Further talks will be needed in order to resume Iraq's northern oil exports, two officials told Reuters today following a meeting between a Turkish energy technical delegation and Iraqi oil officials in Baghdad on Monday.
"We are discussing all technical aspects regarding the restarting of oil exports. A decision to resume flows will not happen today and more meetings are expected," an oil official familiar with the meeting said on condition of anonymity.
Türkiye halted Iraq's 450,000 barrels per day (bpd) of northern exports through the Iraq-Türkiye pipeline on March 25 after an arbitration ruling by the International Chamber of Commerce (ICC).
Türkiye wants to negotiate the size of damages it was ordered to pay in the arbitration ruling and also seeks clarification on other open arbitration cases, said another oil official.
Türkiye’s decision to suspend exports followed an arbitration ruling by the International Chamber of Commerce (ICC), which ordered Türkiye to pay Baghdad damages of $1.5 billion for unauthorized exports by the KRG between 2014 and 2018, Reuters said.
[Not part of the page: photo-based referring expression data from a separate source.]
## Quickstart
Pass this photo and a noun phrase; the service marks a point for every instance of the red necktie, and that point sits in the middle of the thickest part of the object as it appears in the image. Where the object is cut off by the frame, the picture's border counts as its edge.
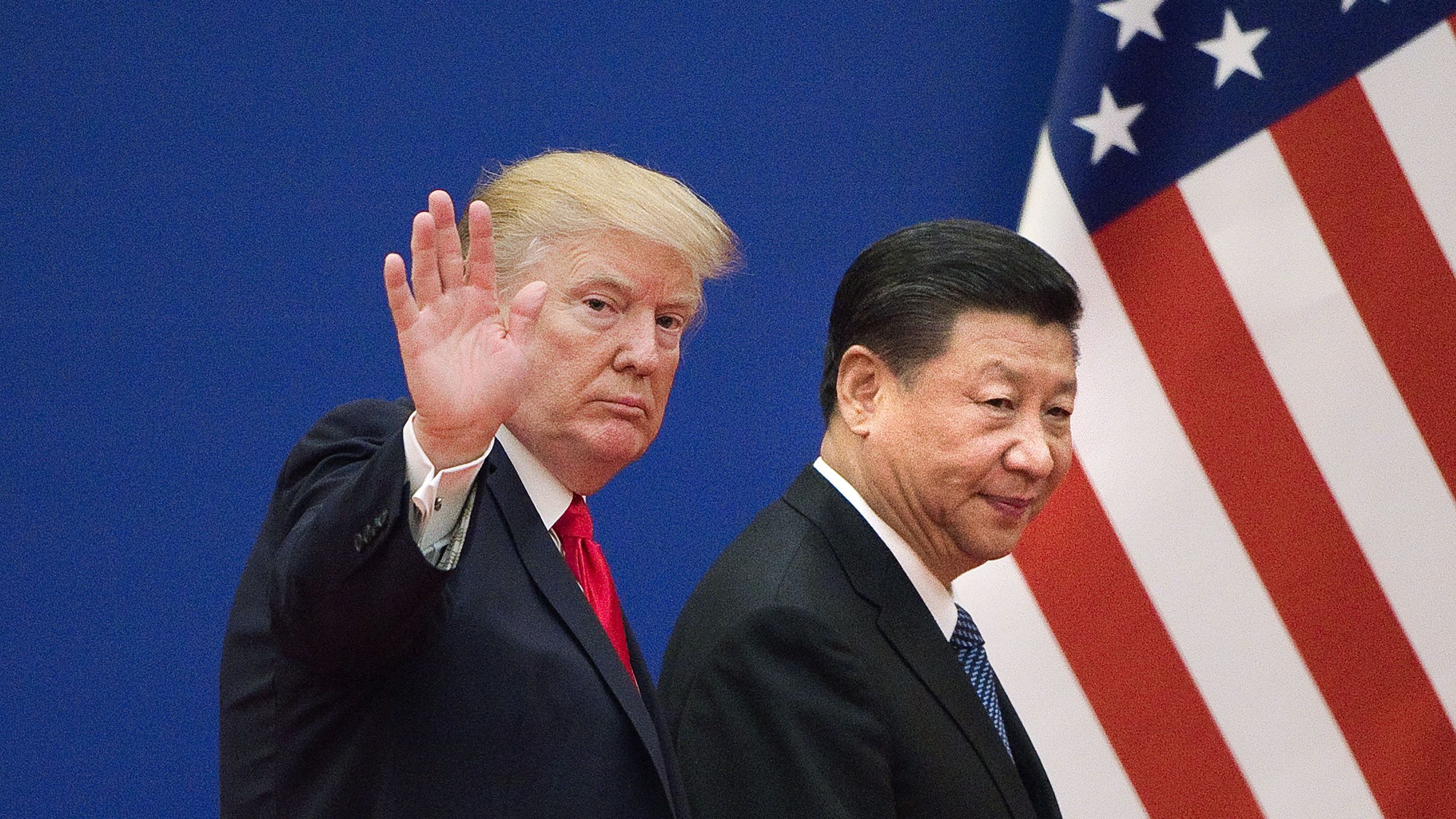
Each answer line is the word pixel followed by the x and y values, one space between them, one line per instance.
pixel 590 566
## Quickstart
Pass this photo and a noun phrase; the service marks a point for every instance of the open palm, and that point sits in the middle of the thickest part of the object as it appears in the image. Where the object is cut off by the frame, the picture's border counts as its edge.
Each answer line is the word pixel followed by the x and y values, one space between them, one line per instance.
pixel 464 363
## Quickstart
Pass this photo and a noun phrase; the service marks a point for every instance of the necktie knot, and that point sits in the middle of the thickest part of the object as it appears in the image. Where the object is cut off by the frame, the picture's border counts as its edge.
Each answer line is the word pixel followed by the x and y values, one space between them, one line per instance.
pixel 576 522
pixel 966 634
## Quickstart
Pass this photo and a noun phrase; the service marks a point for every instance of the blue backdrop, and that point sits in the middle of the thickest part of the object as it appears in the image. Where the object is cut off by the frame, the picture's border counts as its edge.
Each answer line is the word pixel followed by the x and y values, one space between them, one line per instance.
pixel 197 201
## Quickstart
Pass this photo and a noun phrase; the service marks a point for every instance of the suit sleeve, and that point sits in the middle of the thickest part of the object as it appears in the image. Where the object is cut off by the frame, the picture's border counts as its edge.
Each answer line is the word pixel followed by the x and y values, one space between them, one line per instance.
pixel 779 722
pixel 350 589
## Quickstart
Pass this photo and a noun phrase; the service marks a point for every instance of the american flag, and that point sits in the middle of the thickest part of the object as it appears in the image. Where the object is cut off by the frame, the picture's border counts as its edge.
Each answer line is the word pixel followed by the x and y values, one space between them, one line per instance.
pixel 1242 601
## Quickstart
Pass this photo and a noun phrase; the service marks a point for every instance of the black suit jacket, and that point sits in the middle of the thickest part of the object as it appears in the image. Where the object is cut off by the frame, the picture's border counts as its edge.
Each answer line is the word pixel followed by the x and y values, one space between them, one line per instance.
pixel 807 678
pixel 360 681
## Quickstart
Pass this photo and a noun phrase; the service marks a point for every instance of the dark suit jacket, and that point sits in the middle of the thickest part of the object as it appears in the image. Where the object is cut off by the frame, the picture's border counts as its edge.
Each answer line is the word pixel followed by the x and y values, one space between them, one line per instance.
pixel 360 681
pixel 807 678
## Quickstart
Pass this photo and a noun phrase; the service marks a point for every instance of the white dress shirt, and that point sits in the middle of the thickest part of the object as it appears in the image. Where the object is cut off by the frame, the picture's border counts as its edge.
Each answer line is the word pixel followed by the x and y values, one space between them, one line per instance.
pixel 443 499
pixel 935 595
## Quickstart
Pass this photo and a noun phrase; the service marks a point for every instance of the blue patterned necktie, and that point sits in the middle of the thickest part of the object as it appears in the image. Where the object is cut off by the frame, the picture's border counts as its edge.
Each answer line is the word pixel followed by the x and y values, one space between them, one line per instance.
pixel 971 649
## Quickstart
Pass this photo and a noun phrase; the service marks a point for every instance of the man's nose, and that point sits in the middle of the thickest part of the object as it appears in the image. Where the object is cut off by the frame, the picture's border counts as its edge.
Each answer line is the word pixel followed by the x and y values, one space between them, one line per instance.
pixel 1030 452
pixel 638 349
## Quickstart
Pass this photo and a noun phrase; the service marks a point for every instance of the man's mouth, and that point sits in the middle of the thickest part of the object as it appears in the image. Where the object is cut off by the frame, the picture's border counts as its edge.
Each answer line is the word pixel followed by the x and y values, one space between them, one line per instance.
pixel 627 406
pixel 1011 506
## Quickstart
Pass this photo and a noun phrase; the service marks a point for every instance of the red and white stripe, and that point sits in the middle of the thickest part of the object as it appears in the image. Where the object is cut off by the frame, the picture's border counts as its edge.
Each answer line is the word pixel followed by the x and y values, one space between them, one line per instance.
pixel 1242 602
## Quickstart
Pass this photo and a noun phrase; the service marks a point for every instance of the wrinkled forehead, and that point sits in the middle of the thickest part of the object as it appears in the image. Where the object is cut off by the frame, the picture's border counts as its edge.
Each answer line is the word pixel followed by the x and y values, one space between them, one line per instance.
pixel 622 263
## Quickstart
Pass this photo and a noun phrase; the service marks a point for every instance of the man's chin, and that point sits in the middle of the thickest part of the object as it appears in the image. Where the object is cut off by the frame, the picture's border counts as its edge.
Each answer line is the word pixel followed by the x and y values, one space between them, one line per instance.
pixel 618 442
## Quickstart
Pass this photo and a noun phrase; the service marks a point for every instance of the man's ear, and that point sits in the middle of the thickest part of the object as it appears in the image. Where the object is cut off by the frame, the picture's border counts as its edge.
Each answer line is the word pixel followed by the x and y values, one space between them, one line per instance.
pixel 861 388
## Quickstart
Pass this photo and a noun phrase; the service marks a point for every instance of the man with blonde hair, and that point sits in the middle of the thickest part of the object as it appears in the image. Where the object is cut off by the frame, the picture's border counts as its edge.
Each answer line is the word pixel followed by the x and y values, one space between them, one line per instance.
pixel 427 626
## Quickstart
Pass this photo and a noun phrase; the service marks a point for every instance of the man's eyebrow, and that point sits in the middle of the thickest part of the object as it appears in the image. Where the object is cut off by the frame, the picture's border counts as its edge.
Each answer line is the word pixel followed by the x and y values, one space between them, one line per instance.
pixel 1014 377
pixel 686 301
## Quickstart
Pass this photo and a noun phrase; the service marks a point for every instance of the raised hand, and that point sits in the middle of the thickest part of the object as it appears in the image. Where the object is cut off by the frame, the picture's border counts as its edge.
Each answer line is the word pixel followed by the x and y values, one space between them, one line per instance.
pixel 466 372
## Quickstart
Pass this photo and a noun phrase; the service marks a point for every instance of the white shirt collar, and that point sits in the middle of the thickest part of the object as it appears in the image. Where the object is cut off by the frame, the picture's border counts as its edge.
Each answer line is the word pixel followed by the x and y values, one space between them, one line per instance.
pixel 935 597
pixel 548 494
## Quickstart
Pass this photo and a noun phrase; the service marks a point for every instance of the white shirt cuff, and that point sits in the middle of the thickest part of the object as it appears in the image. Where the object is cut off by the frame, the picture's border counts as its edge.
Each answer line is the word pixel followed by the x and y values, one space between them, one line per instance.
pixel 437 496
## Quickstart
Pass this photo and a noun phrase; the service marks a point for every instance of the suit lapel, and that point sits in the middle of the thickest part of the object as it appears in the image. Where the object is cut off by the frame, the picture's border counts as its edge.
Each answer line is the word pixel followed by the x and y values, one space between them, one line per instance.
pixel 555 582
pixel 908 626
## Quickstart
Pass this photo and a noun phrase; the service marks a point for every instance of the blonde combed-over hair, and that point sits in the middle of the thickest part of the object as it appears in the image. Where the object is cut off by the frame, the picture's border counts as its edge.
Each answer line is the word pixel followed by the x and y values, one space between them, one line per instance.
pixel 564 195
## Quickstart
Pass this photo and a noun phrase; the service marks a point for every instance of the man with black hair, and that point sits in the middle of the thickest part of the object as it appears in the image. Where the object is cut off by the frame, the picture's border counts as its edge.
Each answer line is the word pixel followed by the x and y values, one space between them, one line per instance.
pixel 822 668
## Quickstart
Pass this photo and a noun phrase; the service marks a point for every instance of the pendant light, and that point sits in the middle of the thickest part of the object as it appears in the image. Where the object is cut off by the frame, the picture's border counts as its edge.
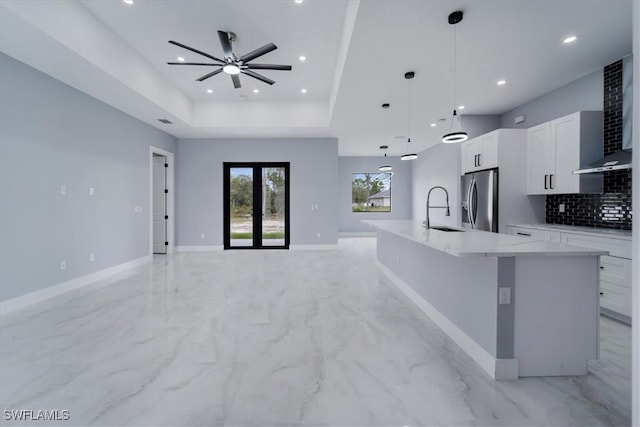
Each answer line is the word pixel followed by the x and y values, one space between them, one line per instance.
pixel 456 134
pixel 385 167
pixel 409 156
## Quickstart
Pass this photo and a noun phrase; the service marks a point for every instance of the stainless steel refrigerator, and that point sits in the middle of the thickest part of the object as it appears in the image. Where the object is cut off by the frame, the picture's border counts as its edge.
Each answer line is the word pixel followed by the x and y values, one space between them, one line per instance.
pixel 480 200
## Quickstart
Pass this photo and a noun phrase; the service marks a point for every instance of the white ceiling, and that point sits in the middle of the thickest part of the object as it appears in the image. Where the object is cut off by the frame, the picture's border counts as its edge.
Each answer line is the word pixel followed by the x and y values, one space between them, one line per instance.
pixel 358 52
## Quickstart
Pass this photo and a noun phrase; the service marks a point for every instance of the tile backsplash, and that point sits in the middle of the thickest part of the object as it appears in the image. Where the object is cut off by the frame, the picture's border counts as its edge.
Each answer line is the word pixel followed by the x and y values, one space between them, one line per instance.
pixel 612 208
"A decision to restart oil flow needs political talks on higher levels. Issues blocking the resumption of oil exports are more political than technical," said a second oil official.
Attempts to restart the pipeline were delayed by Türkiye’s presidential elections last month and discussions between state-owned marketer SOMO and the KRG over an export deal, which has now been reached.
Hopes of a restart increased when Türkiye’s President Tayyip Erdogan named Alparslan Bayraktar as energy minister on June 3 as part of his cabinet for his new five-year term.
Reuters estimates that the Iraqi Kurdish region has lost more than $2.2 billion over the 87 days of the pipeline outage, based on exports of 375,000 barrels per day and the KRG's historical discount against Brent crude.
Baghdad has now approved its 2023 budget, in which the Kurdistan region will receive 12.67% of the 198.9 trillion-dinar ($153 billion) allocation.
But the region needs to hand its oil to state-owned marketer SOMO in order to receive its allocation and the pipeline halt has shut in almost of its oil output.
The KRG has been dependent on financial transfers from Baghdad, which have so far reached around 1.6 trillion Iraqi dinars ($1.22 billion), according to four Iraqi government officials.
US congress members have urged US secretary of state Antony Blinken to continue pressing Türkiye and Iraq to resume oil exports, according to a letter dated June 15 seen by Reuters.
The letter states that the pipeline halt has cut off the Kurdistan region from over 80% of its revenue, raising concerns over the region's economic stability and the risk of a "significant humanitarian crisis."
"With global supplies of oil and gas facing a continuing threat from Russia's invasion of Ukraine, it's more important than ever to have harmony within Iraq's oil sector," the letter signed by Michael Waltz, Don Bacon and Seth Moulton said.